Pernick: Conventional energy prices are extremely volatile. Over time, you can make the case that those will continue to increase, especially oil. On the other hand, clean energy prices in general have been going down. Solar power is a very striking example. For every doubling of solar PV modules [the technology used to convert sunlight into electricity], there's about an 18% decline in pricing.

IU.com: Is that a big change from past years?

Pernick: In 2007, for the first time, the solar industry started using more silicon than the high-tech semiconductor industry. From 2006 through 2008, we saw a significant shortage of silicon. But that three-year period is ending, which will further help to reduce costs of solar energy going forward. Some of the large manufacturers such as Suntech Power (NYSE: STP) last year started initiating price reductions of around 25% on solar cells and panels. And we're seeing more price reductions this year. That bodes well for the solar industry and solar PV modules in the future. We're also seeing companies like First Solar (Nasdaq: FSLR) delivering thin-film solar technologies now that are cheaper. That's a neat twist in the non-silicon, new chemistries market.

IU.com: How about wind energy?

Pernick: Over the past 30 years, we've seen a reduction in pricing in wind power. But now it's stabilizing. We probably won't see significant ongoing wind reductions in terms of costs. It could decrease slightly or remain stable. The key is that wind power has taken a maturation path where there are large players who've been working on large projects for years. Those include companies such as GE (NYSE: GE) and Siemens AG (NYSE: SI).

IU.com: As clean energy costs go down, how much will its usage escalate?

Pernick: My crystal ball is no better than anyone else's might be at making predictions.

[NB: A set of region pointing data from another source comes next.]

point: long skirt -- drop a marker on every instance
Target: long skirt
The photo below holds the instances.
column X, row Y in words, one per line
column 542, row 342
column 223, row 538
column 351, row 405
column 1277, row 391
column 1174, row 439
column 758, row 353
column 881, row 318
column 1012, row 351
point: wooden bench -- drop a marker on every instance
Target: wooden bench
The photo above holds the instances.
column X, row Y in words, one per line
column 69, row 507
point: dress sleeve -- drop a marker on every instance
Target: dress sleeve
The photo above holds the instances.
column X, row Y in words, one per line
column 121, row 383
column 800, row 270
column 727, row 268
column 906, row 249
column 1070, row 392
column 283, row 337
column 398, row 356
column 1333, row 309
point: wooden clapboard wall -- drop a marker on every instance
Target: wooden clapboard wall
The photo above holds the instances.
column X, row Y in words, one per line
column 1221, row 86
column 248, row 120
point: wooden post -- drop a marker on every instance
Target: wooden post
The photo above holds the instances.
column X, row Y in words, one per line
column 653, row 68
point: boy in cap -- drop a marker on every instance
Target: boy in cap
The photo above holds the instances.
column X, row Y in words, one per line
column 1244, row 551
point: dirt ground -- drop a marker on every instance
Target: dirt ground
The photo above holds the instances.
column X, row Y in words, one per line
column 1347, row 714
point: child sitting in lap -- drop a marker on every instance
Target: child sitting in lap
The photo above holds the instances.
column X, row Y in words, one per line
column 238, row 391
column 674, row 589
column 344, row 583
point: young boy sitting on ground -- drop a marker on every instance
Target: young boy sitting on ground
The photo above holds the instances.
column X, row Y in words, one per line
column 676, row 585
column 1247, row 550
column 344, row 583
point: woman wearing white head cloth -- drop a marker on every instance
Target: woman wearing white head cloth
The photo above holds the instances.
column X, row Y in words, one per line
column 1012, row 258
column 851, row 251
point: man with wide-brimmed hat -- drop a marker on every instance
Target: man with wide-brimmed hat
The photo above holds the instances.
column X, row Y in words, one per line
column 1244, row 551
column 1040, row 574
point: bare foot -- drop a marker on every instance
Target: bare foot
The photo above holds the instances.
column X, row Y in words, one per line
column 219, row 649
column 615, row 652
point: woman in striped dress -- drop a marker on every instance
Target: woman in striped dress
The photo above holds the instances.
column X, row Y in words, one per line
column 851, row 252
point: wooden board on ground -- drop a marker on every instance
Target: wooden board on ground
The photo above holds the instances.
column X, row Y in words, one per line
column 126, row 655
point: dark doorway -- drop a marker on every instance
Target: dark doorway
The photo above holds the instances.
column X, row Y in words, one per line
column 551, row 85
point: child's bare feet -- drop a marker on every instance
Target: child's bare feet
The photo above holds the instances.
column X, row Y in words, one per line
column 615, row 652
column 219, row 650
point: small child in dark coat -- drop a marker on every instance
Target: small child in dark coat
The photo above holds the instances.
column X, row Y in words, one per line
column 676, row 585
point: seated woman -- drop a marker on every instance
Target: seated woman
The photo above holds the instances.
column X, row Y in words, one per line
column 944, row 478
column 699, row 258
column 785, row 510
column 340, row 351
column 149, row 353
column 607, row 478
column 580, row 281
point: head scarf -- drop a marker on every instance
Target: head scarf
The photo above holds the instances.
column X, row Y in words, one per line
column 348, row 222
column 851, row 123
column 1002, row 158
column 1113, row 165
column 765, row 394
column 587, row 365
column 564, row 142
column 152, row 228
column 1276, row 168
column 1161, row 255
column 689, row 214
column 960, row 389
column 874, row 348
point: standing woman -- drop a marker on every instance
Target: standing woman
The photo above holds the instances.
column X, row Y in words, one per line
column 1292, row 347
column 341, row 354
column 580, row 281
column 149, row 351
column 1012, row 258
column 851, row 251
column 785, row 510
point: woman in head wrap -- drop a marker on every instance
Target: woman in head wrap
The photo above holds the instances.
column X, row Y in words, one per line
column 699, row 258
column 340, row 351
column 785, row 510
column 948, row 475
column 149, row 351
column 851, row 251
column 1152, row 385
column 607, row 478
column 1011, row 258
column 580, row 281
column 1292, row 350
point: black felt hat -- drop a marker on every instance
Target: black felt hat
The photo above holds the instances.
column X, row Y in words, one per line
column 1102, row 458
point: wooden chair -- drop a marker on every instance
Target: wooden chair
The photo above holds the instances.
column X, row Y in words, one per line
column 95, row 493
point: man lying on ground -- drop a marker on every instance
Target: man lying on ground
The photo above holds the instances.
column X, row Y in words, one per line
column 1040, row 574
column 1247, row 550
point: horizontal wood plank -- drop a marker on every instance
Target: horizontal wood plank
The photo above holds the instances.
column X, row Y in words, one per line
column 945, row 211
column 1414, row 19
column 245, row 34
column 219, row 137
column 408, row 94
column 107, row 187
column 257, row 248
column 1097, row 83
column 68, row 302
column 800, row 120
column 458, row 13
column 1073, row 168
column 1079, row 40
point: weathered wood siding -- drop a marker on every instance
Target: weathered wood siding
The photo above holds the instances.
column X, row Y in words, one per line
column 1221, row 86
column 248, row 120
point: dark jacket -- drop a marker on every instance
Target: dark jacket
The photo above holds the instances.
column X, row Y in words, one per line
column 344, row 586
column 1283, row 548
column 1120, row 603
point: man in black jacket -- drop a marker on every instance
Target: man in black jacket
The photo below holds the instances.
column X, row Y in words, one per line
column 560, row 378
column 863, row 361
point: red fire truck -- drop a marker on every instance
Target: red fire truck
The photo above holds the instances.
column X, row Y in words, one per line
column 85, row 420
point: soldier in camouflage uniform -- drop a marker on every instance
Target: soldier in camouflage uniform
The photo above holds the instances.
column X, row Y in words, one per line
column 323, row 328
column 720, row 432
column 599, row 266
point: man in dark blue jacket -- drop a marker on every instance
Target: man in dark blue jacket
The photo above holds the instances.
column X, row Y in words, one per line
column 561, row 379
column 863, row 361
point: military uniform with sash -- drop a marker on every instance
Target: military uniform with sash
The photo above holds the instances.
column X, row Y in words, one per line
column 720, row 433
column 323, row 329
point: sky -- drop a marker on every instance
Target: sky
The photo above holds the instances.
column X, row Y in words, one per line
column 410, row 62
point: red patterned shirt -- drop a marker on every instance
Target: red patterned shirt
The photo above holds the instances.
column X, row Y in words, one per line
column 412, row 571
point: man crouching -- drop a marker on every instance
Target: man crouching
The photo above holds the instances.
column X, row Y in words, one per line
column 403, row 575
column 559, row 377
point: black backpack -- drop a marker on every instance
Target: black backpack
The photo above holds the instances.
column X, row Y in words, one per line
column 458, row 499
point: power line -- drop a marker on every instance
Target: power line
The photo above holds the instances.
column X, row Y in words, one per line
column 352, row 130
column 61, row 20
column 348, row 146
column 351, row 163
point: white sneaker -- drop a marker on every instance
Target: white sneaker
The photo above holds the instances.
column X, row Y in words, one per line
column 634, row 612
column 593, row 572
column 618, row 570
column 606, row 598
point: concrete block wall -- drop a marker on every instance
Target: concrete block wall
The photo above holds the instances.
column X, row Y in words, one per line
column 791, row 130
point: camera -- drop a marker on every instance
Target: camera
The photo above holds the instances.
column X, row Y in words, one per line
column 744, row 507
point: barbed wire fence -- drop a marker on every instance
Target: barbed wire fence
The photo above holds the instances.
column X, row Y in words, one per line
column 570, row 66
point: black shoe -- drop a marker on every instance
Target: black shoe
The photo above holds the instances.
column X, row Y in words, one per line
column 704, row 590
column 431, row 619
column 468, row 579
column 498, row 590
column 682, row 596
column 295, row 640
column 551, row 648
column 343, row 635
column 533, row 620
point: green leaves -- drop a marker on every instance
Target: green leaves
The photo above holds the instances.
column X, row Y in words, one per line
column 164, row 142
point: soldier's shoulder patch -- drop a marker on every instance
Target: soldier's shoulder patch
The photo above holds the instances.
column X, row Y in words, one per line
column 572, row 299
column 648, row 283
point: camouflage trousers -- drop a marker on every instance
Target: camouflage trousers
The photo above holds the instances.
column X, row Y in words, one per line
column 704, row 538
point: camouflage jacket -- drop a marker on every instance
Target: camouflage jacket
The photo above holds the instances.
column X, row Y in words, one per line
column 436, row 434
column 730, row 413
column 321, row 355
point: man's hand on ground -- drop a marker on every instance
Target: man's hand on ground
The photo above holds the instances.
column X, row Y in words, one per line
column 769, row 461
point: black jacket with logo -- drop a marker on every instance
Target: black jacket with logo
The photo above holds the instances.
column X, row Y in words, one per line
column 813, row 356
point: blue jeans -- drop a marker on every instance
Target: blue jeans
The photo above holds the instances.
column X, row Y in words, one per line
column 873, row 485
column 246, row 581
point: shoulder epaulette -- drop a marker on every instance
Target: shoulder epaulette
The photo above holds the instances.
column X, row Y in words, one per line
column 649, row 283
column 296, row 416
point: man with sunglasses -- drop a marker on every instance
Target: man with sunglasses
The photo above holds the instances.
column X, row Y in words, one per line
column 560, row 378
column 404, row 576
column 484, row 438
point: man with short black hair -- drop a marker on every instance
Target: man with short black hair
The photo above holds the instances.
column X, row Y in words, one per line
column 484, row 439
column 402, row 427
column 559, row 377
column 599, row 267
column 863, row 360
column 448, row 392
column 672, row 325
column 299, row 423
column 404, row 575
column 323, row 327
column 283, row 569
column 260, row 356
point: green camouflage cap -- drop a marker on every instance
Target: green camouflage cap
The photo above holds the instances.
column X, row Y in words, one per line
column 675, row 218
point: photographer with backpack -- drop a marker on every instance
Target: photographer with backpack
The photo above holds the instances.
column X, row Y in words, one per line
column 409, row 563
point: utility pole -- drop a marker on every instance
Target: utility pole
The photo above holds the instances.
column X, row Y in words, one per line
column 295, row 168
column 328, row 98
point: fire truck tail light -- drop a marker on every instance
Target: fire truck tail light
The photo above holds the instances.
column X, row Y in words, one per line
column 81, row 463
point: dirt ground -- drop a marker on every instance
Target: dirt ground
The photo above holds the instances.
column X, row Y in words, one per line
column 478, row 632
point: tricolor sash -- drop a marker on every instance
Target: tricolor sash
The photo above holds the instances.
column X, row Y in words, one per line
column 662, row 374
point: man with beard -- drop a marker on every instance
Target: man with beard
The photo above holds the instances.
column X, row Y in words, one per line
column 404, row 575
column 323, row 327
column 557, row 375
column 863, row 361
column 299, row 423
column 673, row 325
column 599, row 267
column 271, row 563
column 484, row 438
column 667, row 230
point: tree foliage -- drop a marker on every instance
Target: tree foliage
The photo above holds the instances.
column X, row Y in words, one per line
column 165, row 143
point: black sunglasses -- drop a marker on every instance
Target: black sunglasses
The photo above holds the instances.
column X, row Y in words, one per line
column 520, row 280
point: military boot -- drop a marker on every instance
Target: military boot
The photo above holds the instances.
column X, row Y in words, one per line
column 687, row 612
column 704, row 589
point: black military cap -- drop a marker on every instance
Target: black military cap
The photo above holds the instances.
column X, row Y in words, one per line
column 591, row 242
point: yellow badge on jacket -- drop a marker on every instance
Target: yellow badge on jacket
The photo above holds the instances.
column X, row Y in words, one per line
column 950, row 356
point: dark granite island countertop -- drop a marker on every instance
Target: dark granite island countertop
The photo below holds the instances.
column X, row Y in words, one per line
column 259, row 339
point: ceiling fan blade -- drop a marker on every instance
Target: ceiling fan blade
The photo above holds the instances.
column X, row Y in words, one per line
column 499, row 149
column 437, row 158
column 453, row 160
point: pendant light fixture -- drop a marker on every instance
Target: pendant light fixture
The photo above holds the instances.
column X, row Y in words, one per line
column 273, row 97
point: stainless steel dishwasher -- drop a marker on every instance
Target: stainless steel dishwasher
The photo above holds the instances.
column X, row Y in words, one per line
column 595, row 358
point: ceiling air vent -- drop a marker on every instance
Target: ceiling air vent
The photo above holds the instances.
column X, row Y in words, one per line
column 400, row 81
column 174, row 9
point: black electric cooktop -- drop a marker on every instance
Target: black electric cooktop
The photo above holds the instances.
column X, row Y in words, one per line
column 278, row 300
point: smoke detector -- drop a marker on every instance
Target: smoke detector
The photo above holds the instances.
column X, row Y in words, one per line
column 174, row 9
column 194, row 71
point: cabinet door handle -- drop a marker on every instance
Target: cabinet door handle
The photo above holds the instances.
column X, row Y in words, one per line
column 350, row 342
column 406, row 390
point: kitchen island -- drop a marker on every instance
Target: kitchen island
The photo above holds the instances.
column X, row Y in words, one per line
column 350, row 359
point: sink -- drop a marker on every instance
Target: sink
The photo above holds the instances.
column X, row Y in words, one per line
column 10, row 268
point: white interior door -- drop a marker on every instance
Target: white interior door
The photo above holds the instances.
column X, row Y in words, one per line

But many drivers are in place to increase usage in the United States. More than two dozen states already have renewable portfolio standards, which require states to produce clean electricity at certain levels. For example, California is requiring 33% of all electricity produced in the state to come from renewable sources by 2020. And a number of states are pegging that rate at 20-25% by 2025. Today, between 8-10% of our electricity generation in the U.S. comes from renewable energy. That figure includes hydropower. It's important to remember that most of these state mandates don't include hydro.

IU.com: What do you see as the biggest gainers from such a development?

Pernick: There's no doubt wind is going to be a big benefactor of this push on a statewide level. There are 12 states, in particular, that appear to be well-positioned. Those include Texas and Iowa, of course, along with almost anywhere across the Great Plains. Also, the three Western states stand to gain along with those in the Eastern coastal parts of the country. Wind prices are relatively stable now, which is a plus for states looking to plan projects on a larger scale.